A comparison of two procedures used for complexing Fe(III) with human apotransferrin: I. physicochemical properties of the Fe(III) transferrin products

Samples of human Fe.transferrin (Fe.HTr) were prepared from a single batch of apotransferrin (apo.HTr) by either the Fe(III)-citrate or the Fe(II)-ceruloplasmin (ferroxidase) method. By using 55Fe, 55Fe.HTr prepared by the citrate method and 55Fe.HTr prepared by the ceruloplasmin method contained 2.2-2.3 and 2.0 Fe/mol, respectively. For both 55Fe.HTr preparations, the isotope was shown to be associated with the protein from the measurement of absorbance at 465 nm and dialysis studies. However, passage of the 55Fe.HTr (ceruloplasmin) reaction mixture through DEAE-cellulose caused 55-60% of 55Fe to be lost from the protein, although no decrease in absorbance at 465 nm was observed. Ion-exchange chromatography of 55Fe.HTr (citrate) did not induce loss of 55Fe. Absorbance measurements showed significant differences between the two Fe.HTr preparations with respect to the ratios A212/A278 and A463/A278. Using an excitation wavelength of 275 nm, the fluorescence intensity ratios relative to apo.HTr were 0.275 and 0.309 for Fe.HTr (citrate) and Fe.HTr (ceruloplasmin), respectively. Electron spin resonance (ESR) measurements confirmed that Fe.HTr (citrate) and Fe.HTr (ceruloplasmin) were saturated with Fe. Hyperfine coupling constants and other features of the resonance profile revealed distinct differences between the two Fe.HTr preparations.

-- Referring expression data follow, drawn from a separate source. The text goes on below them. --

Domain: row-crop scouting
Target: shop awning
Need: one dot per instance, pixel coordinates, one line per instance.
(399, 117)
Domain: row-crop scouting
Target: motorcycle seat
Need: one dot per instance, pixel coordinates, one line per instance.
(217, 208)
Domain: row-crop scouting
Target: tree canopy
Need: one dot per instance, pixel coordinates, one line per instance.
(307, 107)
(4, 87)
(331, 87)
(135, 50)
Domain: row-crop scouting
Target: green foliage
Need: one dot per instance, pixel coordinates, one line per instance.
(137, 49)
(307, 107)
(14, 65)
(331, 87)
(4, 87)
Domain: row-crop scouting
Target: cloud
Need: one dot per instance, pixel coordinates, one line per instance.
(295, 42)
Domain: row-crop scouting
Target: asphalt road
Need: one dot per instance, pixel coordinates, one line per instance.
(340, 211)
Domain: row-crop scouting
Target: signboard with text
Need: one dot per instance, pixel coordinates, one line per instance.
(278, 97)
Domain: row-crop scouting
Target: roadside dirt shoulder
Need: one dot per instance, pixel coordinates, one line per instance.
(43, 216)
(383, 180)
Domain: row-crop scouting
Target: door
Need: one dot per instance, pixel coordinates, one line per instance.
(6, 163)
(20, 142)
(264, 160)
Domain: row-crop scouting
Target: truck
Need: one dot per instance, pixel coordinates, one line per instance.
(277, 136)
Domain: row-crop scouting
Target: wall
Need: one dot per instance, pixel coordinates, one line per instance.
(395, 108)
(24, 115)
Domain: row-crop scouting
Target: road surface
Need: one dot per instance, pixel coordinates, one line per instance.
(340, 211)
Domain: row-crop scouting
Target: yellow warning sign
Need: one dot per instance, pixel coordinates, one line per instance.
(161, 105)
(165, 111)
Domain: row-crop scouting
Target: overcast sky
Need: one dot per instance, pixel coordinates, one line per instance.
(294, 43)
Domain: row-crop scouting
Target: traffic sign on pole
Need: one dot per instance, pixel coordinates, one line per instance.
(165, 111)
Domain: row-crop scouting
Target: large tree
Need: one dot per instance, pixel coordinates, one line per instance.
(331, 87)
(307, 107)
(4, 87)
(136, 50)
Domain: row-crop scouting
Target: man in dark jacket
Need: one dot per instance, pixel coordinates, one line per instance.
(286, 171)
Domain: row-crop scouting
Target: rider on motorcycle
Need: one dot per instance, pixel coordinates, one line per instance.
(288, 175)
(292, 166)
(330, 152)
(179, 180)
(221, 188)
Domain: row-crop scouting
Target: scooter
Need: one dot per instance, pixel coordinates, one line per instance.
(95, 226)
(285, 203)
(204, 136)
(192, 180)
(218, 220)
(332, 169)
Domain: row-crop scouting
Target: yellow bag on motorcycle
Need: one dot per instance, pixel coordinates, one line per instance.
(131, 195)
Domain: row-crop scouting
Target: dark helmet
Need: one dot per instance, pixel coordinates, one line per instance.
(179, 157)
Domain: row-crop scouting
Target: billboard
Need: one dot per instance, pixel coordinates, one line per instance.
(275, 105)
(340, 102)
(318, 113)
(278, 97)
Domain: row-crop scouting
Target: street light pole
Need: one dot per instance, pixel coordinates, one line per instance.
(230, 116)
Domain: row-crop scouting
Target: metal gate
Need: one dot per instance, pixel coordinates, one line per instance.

Dialysis against H2O caused Fe.HTr (citrate), but not Fe.HTr (ceruloplasmin), to lose absorbance at 465 nm. The ESR profile of Fe.HTr (citrate), after dialysis against H2O, was reduced to multiple splittings and a lack of resolution of the central hyperfine structure. Addition of Na2CO3 restored the absorbance (465 nm) and the ESR pattern of Fe.HTr (citrate). In contrast, these properties of Fe.HTr (ceruloplasmin) were little affected by dialysis against H2O. However, the addition of trisodium citrate to Fe.HTr (ceruloplasmin) caused a reduction in absorbance at 465 nm and a change in ESR profile to resemble that of Fe.HTr (citrate) after dialysis in H2O; these changes, caused by citrate binding to Fe.HTr (ceruloplasmin), were restored to normal by the addition of Na2CO3. The data indicate that different protein conformations result from complexing Fe(III) with apo.HTr by these two different procedures. The two Fe.HTr products may differ, conceivably, in their abilities to transfer Fe to cells.